Taxation and Regulatory Compliance

How Much Do You Have to Make to File Taxes in Illinois?

Navigate Illinois state income tax obligations. Discover if you must file, what income is considered, and how to complete your return.

Illinois state income tax is a financial obligation for many individuals who reside in or earn income from the state.

Determining Your Illinois Filing Requirement

An individual’s obligation to file an Illinois income tax return, Form IL-1040, is determined by their residency status and income level. Full-year residents must file if they are required to submit a federal income tax return. Even without a federal filing requirement, an Illinois resident must file if their Illinois base income surpasses their total exemption allowance. For the 2024 tax year, the personal exemption amount is $2,775 per individual.

For instance, a single resident under 65 must file if their Illinois income exceeds $2,775, while a married couple with no dependents must file if their income is more than $5,550. Individuals claimed as a dependent on another person’s return also have a filing requirement if their Illinois base income is greater than $2,775 or if they seek a refund of Illinois income tax withheld. Special considerations apply to those 65 or older or who are legally blind, as they receive an additional $1,000 exemption each. However, these exemption allowances are not available for high-income taxpayers whose federal adjusted gross income exceeds $250,000 for single filers or $500,000 for married couples filing jointly.

Part-year residents are required to file Form IL-1040 and Schedule NR if they earned income from any source while residing in Illinois. They must also file if they earned income from Illinois sources during their non-residency period, or if they wish to claim a refund of any Illinois income tax withheld. Non-residents must file an Illinois return if they earned sufficient taxable income from Illinois sources to incur a tax liability. Filing is also necessary for non-residents seeking a refund of any Illinois tax erroneously withheld.

Illinois has reciprocal agreements with Iowa, Kentucky, Michigan, and Wisconsin. This means that wages, salaries, and commissions earned by residents of these states working in Illinois are taxed only by their state of residency, not by Illinois. However, other income from Illinois sources earned by residents of these reciprocal states remains taxable by Illinois.

Understanding Illinois Taxable Income

Illinois income tax calculations begin with an individual’s federal adjusted gross income (AGI), which serves as the starting point. The state then requires certain additions to this federal AGI and permits specific subtractions to arrive at the Illinois base income. This modified income figure is then compared against the filing thresholds.

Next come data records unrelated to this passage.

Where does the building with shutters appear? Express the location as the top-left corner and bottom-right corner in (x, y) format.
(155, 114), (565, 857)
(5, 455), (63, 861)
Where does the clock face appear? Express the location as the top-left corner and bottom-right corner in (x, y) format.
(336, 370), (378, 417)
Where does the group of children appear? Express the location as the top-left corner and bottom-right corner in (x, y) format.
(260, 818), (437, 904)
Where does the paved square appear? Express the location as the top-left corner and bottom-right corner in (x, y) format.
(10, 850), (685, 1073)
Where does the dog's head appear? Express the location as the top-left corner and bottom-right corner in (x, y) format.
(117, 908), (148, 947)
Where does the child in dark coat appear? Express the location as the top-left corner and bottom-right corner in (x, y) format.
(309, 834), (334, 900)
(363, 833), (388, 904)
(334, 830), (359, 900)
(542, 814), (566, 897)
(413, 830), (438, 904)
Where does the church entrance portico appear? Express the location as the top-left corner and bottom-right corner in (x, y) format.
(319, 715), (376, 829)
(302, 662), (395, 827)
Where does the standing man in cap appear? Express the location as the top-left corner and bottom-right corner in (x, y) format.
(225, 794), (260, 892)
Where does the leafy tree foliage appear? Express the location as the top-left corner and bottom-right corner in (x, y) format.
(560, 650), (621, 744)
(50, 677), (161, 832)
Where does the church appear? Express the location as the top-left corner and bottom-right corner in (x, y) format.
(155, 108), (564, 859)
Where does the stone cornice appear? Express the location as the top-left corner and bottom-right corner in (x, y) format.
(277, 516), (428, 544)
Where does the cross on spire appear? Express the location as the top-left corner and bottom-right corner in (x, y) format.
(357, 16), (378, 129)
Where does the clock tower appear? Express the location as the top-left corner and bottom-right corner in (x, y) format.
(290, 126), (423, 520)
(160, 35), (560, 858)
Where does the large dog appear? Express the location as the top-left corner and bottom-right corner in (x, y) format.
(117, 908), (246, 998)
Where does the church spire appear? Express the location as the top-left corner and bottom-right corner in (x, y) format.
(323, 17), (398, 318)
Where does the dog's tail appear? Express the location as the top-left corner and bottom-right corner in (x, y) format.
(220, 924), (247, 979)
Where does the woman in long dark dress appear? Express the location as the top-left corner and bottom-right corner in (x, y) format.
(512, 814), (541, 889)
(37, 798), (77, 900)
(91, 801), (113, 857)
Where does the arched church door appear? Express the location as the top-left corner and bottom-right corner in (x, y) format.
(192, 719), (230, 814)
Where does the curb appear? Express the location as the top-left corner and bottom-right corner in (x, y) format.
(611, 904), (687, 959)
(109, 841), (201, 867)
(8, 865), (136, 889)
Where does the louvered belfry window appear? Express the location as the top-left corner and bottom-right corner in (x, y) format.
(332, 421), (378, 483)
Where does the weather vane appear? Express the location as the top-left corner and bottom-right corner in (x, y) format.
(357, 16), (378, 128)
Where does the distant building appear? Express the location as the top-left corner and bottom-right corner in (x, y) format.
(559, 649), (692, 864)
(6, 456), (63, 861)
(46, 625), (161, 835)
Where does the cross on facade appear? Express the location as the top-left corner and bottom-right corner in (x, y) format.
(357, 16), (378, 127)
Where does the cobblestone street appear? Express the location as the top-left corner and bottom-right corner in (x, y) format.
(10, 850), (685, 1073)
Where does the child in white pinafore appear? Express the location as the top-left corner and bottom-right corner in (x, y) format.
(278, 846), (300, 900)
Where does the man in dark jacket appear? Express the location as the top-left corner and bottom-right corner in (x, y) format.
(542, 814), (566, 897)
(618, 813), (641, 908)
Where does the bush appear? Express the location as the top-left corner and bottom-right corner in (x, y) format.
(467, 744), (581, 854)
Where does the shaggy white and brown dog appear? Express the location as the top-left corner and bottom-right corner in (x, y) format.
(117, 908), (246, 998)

Common additions to federal AGI for Illinois purposes include a child’s federally tax-exempt interest and dividend income if reported on federal Form 8814. Distributive shares of additions from partnerships, S corporations, trusts, or estates are also added back. Additionally, certain earnings from 529 college savings plans that were not included in federal AGI may need to be added.

Conversely, Illinois allows several subtractions from federal AGI, including:
Most retirement income, such as pensions, 401(k)s, individual retirement accounts (IRAs), and certain annuities.
Social Security benefits.
Contributions to qualified Illinois college savings accounts and ABLE accounts.
Military pay.
Illinois income tax refunds included in federal AGI for the current tax year.

Completing and Submitting Your Illinois Tax Return

Once an individual determines they are required to file an Illinois income tax return and has calculated their Illinois taxable income, the next step involves completing and submitting the necessary forms. The primary form for individual income tax is Form IL-1040. If an individual is a part-year resident or non-resident, they will also need to complete Schedule NR, the Nonresident and Part-Year Resident Computation of Illinois Tax.

Taxpayers have several options for filing their Illinois return. Electronic filing is widely encouraged through MyTax Illinois, the Illinois Department of Revenue’s (IDOR) online platform, which offers a free and often faster processing experience. Tax preparation software can also facilitate electronic filing. For those who prefer, paper filing remains an option, with forms available for download from the IDOR website.

The deadline for filing the 2024 Illinois income tax return and paying any tax owed is April 15, 2025. If a taxpayer needs more time to file, Illinois grants an automatic six-month extension, pushing the filing deadline to October 15, 2025. It is important to remember that this extension applies only to the filing deadline, not to the payment deadline. Any tax due must still be paid by April 15, 2025, to avoid potential penalties and interest. Payments can be made electronically through MyTax Illinois using Form IL-505-I, Automatic Extension Payment for Individuals.